Thursday, December 17, 2009

Article in The Hindu on Kindle

Virtually yours

It's not just for those in the business of publishing, ordinary readers too can gain immensely from e-books


A certain Mr. Gutenberg may be turning in his grave because of it. Many conventional book lovers would rather be caught dead than use this devil. The publishing industry is biting its nails not knowing what shape this semi-explored genie will take. But one thing is for sure — e-book readers are here to stay. Rather — even at the cost of making preposterous predictions — let me say that e-book readers are here to rule.

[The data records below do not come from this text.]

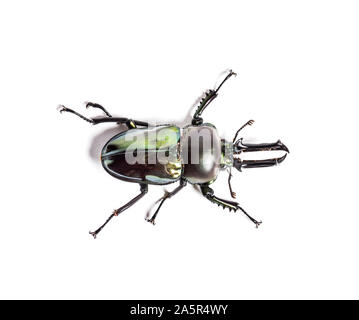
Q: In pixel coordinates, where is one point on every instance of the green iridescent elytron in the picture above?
(160, 155)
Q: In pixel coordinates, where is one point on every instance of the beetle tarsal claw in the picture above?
(151, 221)
(61, 108)
(94, 234)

I'll tell you why. The biggest challenge in the book business anywhere in the world is distribution. Whether an author rolls out a bestseller or not, he/she will always have the complaint against the publisher that not enough copies of his/her book have been made available at the x or y bookstores. Suppose we look at the scenario where people only read e-books, a book would never go out of stock. It can be downloaded to a hand-held gadget within seconds in any part of the world. Technology has the power to be a great leveller here and can rid the publishing industry of distribution hiccups, arguably one of the biggest headaches it suffers from.

Affordable pricing


Now, it's not just about people associated with publishing, book lovers too can gain immensely from this technological revolution.

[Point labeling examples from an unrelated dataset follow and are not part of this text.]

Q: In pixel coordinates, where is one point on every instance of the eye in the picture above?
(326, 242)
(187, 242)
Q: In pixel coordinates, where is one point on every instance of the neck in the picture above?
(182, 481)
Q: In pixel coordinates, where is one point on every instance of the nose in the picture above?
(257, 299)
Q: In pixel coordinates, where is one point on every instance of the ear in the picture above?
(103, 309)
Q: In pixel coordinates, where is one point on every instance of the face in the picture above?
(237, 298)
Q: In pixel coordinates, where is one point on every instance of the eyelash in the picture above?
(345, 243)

Almost half of a book's cover price is what could be termed as ‘middlemen's margin'. Add to that the cost of production of the book, warehousing, transportation, wastage in the form of damaged copies and the cost of managing these operations. If you shift to e-books, the price, say of a book that costs Rs.100, can come down to Rs.30! What more could a book lover ask for — being saved from the disappointment of not finding the book he/she wants to read in the neighbourhood book shop and actually getting it at the click of a button from the convenience of her study at an absolutely affordable price. Add to this, the contribution e-books would make to our environment. According to statistics, more than 40 per cent of logged trees are used in making paper. Couple this with the air, water and sound pollution caused by the paper mills, the printing press, the vehicles used for transporting raw materials. Also, materials like inks, chemicals, rubber rollers and plastic get used regularly. The resultant collateral damage to the environment is colossal. A simple e-book reader can save our earth from all this, and it works well with coffee.

SHOBIT ARYA

(The author is the publisher of Wisdom Tree, the first Indian publishing organisation to sell its books through Amazon Kindle.)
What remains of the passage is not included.